Yes, back pain can happen in kids too. Your back to school shopping this year probably includes choosing backpacks for your children. But beware! Those cute little princesses or superheroes backpacks may harm our kids’ backs.
Millions of kids today are walking around with a heavy load on their backs each year. Some kids tend to carry their bag on one shoulder. Many are suffering from muscle strain and joint pains. Carrying heavy backpacks may also cause lower back pain, neck and arm pain. It can also contribute to headaches.
There are cases where kids that develop a habit of carrying the heavy bag on one shoulder, over time the spine leans and may eventually affect the development of their spine.
A study was done in California with 3,500 students aged between 11 and 15 where researches found that 64% of the kids reported back pain at some time, 2 of every 5 children felt pain wearing a backpack. Imagine the report continued with 21% of the students having back pain that lasted more than six months and reoccur. They have to miss school or after-school sports because of back pain.
According to Dr. Scott Bautch, a member of the American Chiropractic Association (ACA) there is an increase in young children complaining about back, neck and shoulder pain. His first question to the kids was “Do you carry a backpack to school?”
What do you think the answer was?
Here is a backpack checklist taken from the ACA.
1. Backpack size. The backpack should never be longer or wider than the child’s torso and should not hang more than 4 inches below the waistline. If it is too long, your child will lean forward while walking.
2. Non-padded straps are uncomfortable and will place pressure on the neck and shoulder muscles.
3. Your child should be encouraged to use both straps. If they habitually use only one shoulder carrying the weight will lead to neck and muscle spasms, low-back pain and poor posture.
4. Adjustable shoulder straps can be fitted and centered to your child’s body.
5. Padded back backpacks provide comfort, protects children’s back from being poked by sharp school supplies.
6. A backpack with several compartments helps position the contents effectively where heavier items are placed closer to the body.

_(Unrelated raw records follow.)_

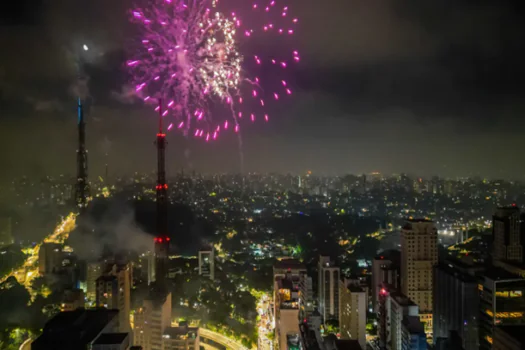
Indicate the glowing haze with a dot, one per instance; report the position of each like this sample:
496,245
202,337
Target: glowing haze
189,56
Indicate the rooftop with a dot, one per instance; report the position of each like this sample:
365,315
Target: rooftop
517,332
419,220
391,254
401,299
175,332
74,329
289,264
111,338
496,273
347,344
355,289
414,324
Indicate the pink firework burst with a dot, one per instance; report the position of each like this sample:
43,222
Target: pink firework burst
190,56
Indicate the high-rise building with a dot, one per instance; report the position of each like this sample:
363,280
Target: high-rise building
509,338
401,308
93,271
385,269
383,316
306,297
394,308
72,300
419,255
284,267
456,301
112,341
328,286
207,263
162,239
82,185
286,304
113,292
508,234
181,338
151,320
352,318
49,258
413,334
501,303
76,329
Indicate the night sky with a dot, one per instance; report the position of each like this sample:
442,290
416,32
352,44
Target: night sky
425,87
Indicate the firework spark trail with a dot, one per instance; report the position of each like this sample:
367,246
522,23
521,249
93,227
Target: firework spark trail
189,56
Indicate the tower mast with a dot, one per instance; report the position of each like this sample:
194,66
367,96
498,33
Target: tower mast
161,239
81,186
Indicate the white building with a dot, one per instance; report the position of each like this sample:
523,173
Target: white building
151,320
328,285
419,255
352,318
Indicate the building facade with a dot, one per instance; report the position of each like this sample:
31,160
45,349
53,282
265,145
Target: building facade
114,292
501,303
456,301
328,286
181,338
207,264
508,234
419,255
151,320
49,258
352,319
385,269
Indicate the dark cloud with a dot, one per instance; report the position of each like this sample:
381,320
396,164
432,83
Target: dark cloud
419,86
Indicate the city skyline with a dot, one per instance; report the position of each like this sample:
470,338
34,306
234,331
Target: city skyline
406,94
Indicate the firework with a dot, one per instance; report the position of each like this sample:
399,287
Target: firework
189,56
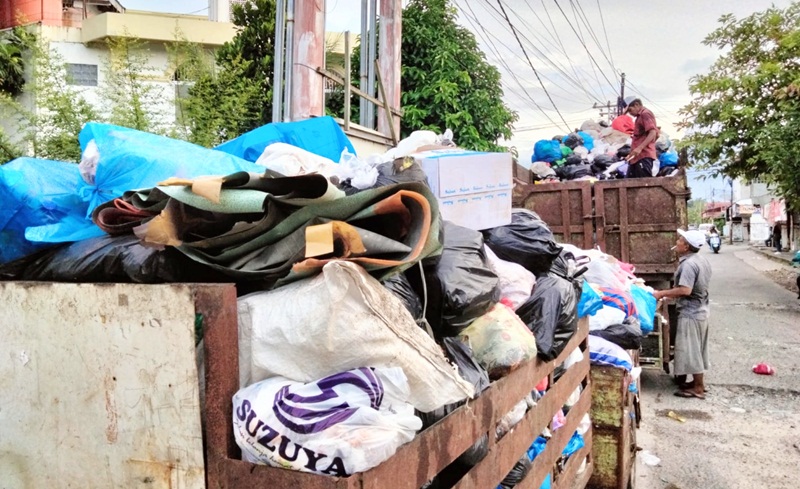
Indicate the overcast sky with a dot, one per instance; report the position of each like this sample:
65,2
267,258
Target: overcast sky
656,43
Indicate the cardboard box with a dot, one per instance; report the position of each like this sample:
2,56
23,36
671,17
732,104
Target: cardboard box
474,189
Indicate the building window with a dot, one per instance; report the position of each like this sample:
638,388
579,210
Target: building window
83,75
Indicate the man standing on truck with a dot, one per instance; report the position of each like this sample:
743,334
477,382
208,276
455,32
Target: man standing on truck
643,145
691,289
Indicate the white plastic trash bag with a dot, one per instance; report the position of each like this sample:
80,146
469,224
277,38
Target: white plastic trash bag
345,423
515,282
292,161
605,317
336,321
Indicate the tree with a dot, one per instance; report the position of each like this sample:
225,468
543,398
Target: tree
447,82
251,54
695,210
744,120
222,105
49,129
133,99
13,44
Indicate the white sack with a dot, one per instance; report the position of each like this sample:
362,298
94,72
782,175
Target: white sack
342,424
340,320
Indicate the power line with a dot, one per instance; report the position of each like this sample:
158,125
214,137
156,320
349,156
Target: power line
605,33
541,55
585,20
594,61
502,61
580,84
514,31
474,20
558,38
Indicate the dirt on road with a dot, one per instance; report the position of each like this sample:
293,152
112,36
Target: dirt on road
746,433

Did you take a look at your child’s backpack lately? Heavy backpacks and back pain affect kids of all age groups. The backpack rule is, it should not be 10% more than their body weight. For example a 57 pound kid will carry no more than 5.7 pounds in his backpack.
As our schools are changing to a more digital world, text books will probably become obsolete in 5 years or less and a tablet device will carry all your text books and materials.
I thought rolling backpacks were the best alternative for kids, but some of my colleagues like Dr. Lisa Homic says those too can cause muscle strain and joint misalignment. My recommendations are to do the best you can with the recommendations we gave you above but remember you and your children’s spines should be checked by a Chiropractor every few months and more often if you are experiencing discomfort.
I promise it will be one of the best things you do for your spine and your families’ health.